Pinpoint took into account performance issues at the beginning of the implementation. Some services on the back end of www.naver.com website handle more than 20 billion requests per day, so they choose Thrift’s binary variable-length encoding format and use UDP as the transport. Link, while also passing the constants, try to use the data reference dictionary, pass a number instead of directly passing the string and so on. These optimizations also add to the complexity of the system: the difficulty of using the Thrift interface, the problem of UDP data transfer, and the registration of data constant dictionaries.

In contrast, Zipkin uses the familiar Restful interface plus JSON, with almost no learning cost and integration difficulty. As long as you know the data transfer structure, you can easily develop a corresponding interface for a new framework.

In addition, Pinpoint lacks the sampling capability for requests. Obviously, in a high-traffic production environment, it is unlikely that all requests will be recorded. This requires sampling the request to determine what kind of request I need to record. Both Pinpoint and Brave support the sampling percentage, which is how many requests are recorded.

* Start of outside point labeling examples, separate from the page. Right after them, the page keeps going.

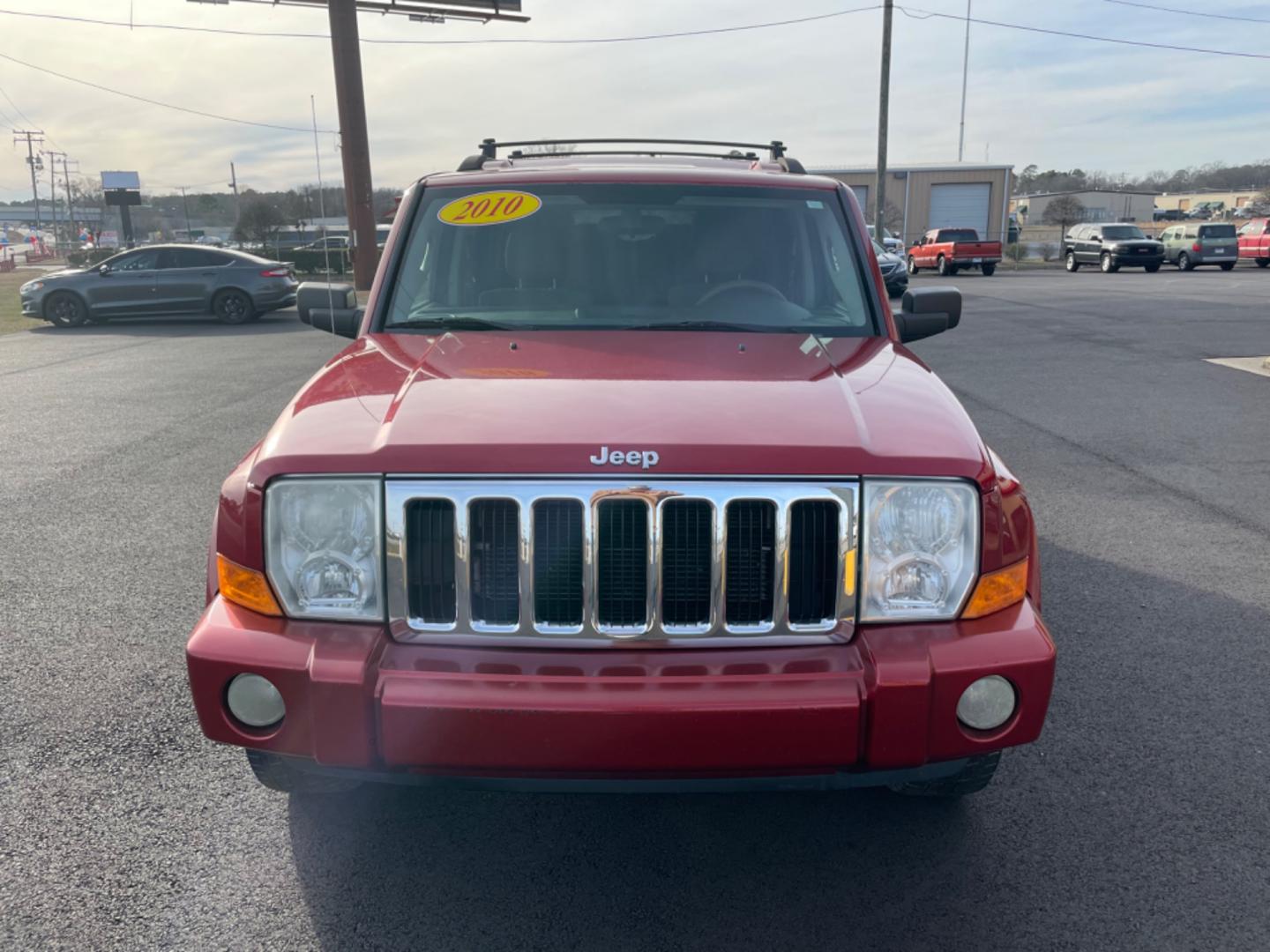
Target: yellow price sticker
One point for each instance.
(490, 208)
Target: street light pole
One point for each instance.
(883, 118)
(966, 72)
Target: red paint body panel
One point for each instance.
(884, 701)
(930, 250)
(1255, 239)
(467, 404)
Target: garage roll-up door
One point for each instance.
(961, 207)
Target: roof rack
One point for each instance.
(775, 149)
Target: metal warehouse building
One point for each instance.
(938, 196)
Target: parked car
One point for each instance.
(894, 273)
(889, 242)
(578, 507)
(1254, 240)
(175, 279)
(1111, 248)
(947, 250)
(1192, 245)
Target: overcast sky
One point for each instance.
(1050, 100)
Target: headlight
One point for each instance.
(323, 547)
(921, 548)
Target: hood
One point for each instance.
(550, 401)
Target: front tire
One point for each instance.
(65, 310)
(970, 778)
(233, 308)
(277, 773)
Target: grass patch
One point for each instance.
(11, 306)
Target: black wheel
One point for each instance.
(276, 773)
(233, 308)
(65, 310)
(972, 778)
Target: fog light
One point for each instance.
(987, 703)
(254, 701)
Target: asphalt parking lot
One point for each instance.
(1138, 822)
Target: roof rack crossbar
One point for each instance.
(489, 146)
(748, 156)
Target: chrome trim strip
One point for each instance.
(526, 493)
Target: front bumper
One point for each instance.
(360, 701)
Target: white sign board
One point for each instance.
(121, 179)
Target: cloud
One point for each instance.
(1032, 98)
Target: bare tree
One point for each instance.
(1064, 210)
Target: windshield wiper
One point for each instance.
(451, 322)
(710, 325)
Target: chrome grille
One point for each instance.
(677, 562)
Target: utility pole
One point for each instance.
(34, 138)
(234, 185)
(52, 185)
(966, 72)
(883, 118)
(185, 202)
(355, 145)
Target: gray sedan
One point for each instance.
(168, 279)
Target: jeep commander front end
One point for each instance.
(626, 480)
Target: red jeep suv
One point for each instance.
(626, 480)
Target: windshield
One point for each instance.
(609, 257)
(1122, 231)
(1217, 231)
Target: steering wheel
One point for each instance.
(757, 286)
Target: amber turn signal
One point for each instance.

However, in addition to this, Brave also provides a Sampler interface that can customize the sampling strategy, especially when doing A/B testing.

Summary

From a short-term goal, Pinpoint does have an overwhelming advantage: deploying probes without any changes to the project code, tracking data fine-grained to method-call levels, a powerful user interface, and almost comprehensive Java framework support. But in the long run, learning the development interface of Pinpoint and the cost of implementing interfaces for different frameworks in the future is still unknown. On the contrary, mastering Brave is relatively easy, and Zipkin’s community is more powerful and more likely to develop more interfaces in the future. In the worst case, we can also add monitoring code that suits us ourselves through AOP, without introducing too many new technologies and concepts. Moreover, when the business changes in the future, whether the report provided by Pinpoint official can meet the requirements is not good. Adding new reports will also bring unpredictable work difficulty and workload.

This Post Has 2 Comments

  1. I’m one of the developers of Team Pinpoint.
    Your research very well explains the merits and demerits of both projects. It’s hard to find such a high-quality article.
    With your permission, I’d like to twit this article as a link on our twitter (https://twitter.com/Pinpoint_APM). Will it be Okay?

    Due to our lack of documents, you may not have heard recent updates.
    We have adapted gRPC to replace Thrift. It will be included in v2.0.0 (which will probably be released in a few weeks)
    Also, we already have a PHP agent as an open-source (https://github.com/naver/pinpoint-c-agent) and node.js agent is on the final test stage.

    1. Sure of course and I would glad you put the original link on your tweet.